If a sequence $u=(u_n)_{n\ge1}$ of real numbers converges, then the sequence $\left(\frac{1}{n}\sum_{k=1}^nu_k\right)_{n\ge1}$ converges to the same limit. This is the well known Cesaro's lemma.

It can be proved that the converse is false (consider the sequence $u=((-1)^n)_{n\ge1}$) but becomes true if we assume that $u$ is monotonic.

As a consequence, we get the following result :

If $t=(t_n)_{n\ge1}$ is a monotonic sequence of real numbers such that $\lim_{n\to\infty}\frac{u_n}{n}=L\in\mathbb{R}$ then $\lim_{n\to\infty}\left(u_{n+1}-u_n\right)=L$.

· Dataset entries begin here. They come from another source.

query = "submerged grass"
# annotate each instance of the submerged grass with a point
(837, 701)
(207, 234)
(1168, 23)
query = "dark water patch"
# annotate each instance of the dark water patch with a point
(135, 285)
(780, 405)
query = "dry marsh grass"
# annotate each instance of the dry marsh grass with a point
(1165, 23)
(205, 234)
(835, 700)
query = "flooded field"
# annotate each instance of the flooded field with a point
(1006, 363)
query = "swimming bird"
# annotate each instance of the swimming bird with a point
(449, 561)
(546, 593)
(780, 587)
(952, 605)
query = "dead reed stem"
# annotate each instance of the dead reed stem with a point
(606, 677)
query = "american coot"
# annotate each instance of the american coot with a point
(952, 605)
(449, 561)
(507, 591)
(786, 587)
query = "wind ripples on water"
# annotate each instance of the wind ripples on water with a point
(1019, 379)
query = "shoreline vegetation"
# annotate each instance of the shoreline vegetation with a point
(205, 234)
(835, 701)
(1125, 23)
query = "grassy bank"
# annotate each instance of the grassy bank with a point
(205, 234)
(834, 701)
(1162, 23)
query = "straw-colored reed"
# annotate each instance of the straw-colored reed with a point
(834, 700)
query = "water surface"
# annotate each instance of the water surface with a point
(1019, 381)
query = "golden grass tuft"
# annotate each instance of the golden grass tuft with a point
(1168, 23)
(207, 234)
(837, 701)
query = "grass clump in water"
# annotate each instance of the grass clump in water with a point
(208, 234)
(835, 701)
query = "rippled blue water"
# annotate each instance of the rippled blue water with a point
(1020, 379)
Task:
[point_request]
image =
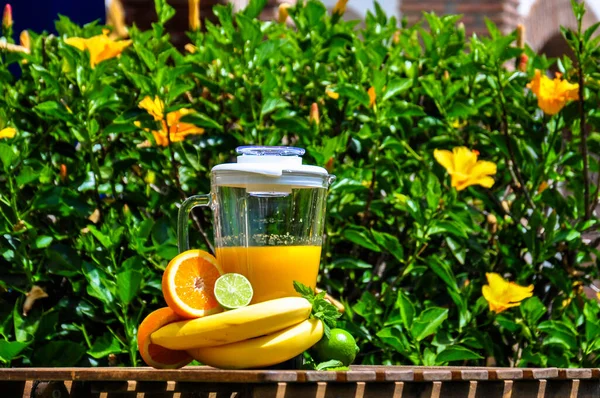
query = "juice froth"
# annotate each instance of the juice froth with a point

Let's apply this last result to the sequence $t=(\left[n!\right])^{1/n})_{n\ge1}$.

It's easy to show ($\color{red}{\mathrm{see}\,\,\mathrm{below}}$) that

$$\lim_{n\to\infty}\frac{\left[n!\right]^{1/n}}{n}=\frac{1}{e}$$

Therefore, if we prove that $t$ is monotonic (at least ultimately, which is a sufficient condition), we will reach the conclusion that :

$$\lim_{n\to\infty}\left(\left[(n+1)!\right]^{1/(n+1)}-\left[n!\right]^{1/n}\right)=\frac{1}{e}$$


It is a consequence of Cesaro's lemma that if a sequence of positive real numbers $(x_n)_{n\ge1}$ verifies $\lim_{n\to\infty}\frac{x_{n+1}}{x_n}=L$ some $L>0$ then $\lim_{n\to\infty}\left(x_n\right)^{1/n}=L$.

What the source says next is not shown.